Chroniques

par jérémie szpirglas

Il barbiere di Siviglia | Le barbier de Séville
opéra de Gioachino Rossini

Grand Théâtre, Genève
- 13 septembre 2010
Damiano Michieletto met en scène Il barbiere di Siviglia (Rossini) à Genève
© gtg | vincent lepresle

Certains soirs, une note suffit.
Ce soir, dès le premier accord, le doute s’est installé, très vite suivi par son amère compagne, la déception. Et ne nous ont plus lâchés jusqu’au rideau. Ce premier accord était faux, et pas en place – cela fait beaucoup, tout de même ! – et toute l’Ouverture souffrira de ces mêmes maux, conséquence d’un défaut unique mais significatif : la mollesse de la baguette d’Alberto Zedda. Tempi lents jusqu’à la frustration, articulations émoussées, nuances plates : sous sa direction la musique de Rossini est aussi pétillante qu’un champagne éventé. De la part de ce grand spécialiste et connaisseur (qui a réalisé rien moins que l’édition critique, entre autres, du Barbier de Séville, justement), c’est pour le moins étonnant.
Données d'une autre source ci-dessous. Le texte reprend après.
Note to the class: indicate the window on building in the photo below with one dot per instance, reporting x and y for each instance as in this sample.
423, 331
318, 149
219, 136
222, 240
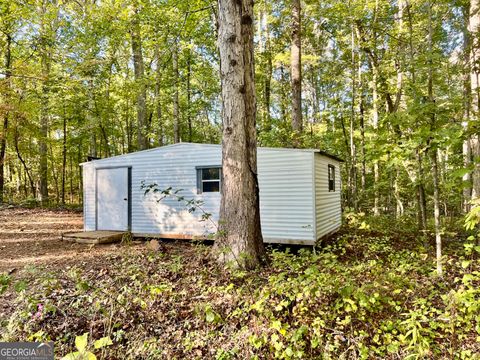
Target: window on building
208, 179
331, 178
Et rien n’y fera, ni les quelques velléités des musiciens de l’Orchestre de la Suisse Romande (qui semblent découragés, ou fatigués, qui sait), ni les malices de la mise en scène de Damiano Michieletto, qui ne manquent pourtant pas (le décor tournant qui figure une gigantesque maison de poupée, la leçon de chant transformée en leçon coquine de violoncelle, ou même le tourbillonnement, certes exagéré, du final du premier acte), ni les bouffonneries pantalonesques d’Eduardo Chama (Bartolo). Une direction aussi peu rossinienne que celle-ci et au surplus aussi dénuée de vie et de lumière est rédhibitoire dans le véritable feu d’artifice qu’est le Barbier.

L’orchestre ne reprendra des couleurs et du piquant que lors des formidables numéros virtuoses de Jane Archibald et de Pietro Spagnoli. Le second, excessivement agile vocalement, campe un Figaro sautillant et élégant, somme toute assez mozartien. La seconde, qu’on vénère chez Mozart ou Strauss, est, dans cette version soprano de la partition reconstituée par Alberto Zedda lui-même, une sympathique et naïve Rosine dont la fraicheur doit beaucoup aux exubérantes diminutions qu’elle réalise avec une liberté dosée et sensible. Leurs airs, et bien entendu leurs duos, sonnent au milieu de cet océan d’indifférence comme des bijoux étincelants d’insolence exquise.